Backstabbing

Oh, I can't even believe the nerve of some people. Are you fucking serious?! My friend, a friend who I consider a close friend (yeah, not anymore), was flirting with the girl I have a massive crush on. And, she knows I have a crush on her. How - no, WHY would you ever, ever do that? She knows how much I really like this girl, and so she goes and flirts with her? Seriously?! What kind of a friend are you?!

Okay, so I go on Facebook today, right? And there's this girl who I have a huge crush on. You know what that's like - the butterflies and the stupid blushing and everything in between. Oh yeah, I really like her. She's too beautiful and perfect for words, truly she is. Anyway, I go on Facebook and I start talking to her. My friend told me she likes me back --yes!!-- and so I was thinking of asking her to go to the mall or something with me so I could ask her to be my girlfriend. So, I'm talking to her, and we're flirting and joking around and basic teen stuff like that. It's great, really, and I love talking to her so much. I just wish we could do some of the stuff we joke about in person, like kiss and hold hands and things like that. That would make my life, I swear to your christian God.

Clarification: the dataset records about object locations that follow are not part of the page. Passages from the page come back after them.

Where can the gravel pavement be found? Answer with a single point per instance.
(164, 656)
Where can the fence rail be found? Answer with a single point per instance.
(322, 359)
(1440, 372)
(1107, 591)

But anyway, we're talking and flirting, the sort of lighthearted cutesy stuff that makes most kids like me gag. She tags me in a post -- a really cute one ?-- and so to comment on it, I go to her wall. Where I see something that I really, really fucking wish I didn't. My friend, who knows very well that I like her, flirting with her. Not. Okay. Whatsoever.

It was pretty far down, and the flirting part wasn't too obvious, but it was obvious enough for my blood to boil. I felt so betrayed!! She knows how much I like this girl! I've told her multiple times!! I've told her how much I really care for her, and the stuff we talk about, and how much I really want to ask her out but I'm way too scared she'll say no. I've told her everything and she just goes and flirts with the girl who I really, really like just like that? As if I never even said anything about liking her at all? Who the hell do you think you are?!

It just...it really hurts because I haven't really liked someone this much in a long time. The last girl I did really hurt me, but she wasn't right for me. Me and the girl I like now are, I think, much better for each other. We both like the same things, listen to the same music, have the same problems. We're there for each other a lot. I really care about her. And then I tell my friend that and so my friend thinks it'd be such a great idea to flirt with her? Are you kidding?!

No. Just, no. In fact, my ''friend'' has been encouraging me to ask this girl out, so I'm not even sure what's going on. But seriously, she knows how much I like this girl. This isn't fair.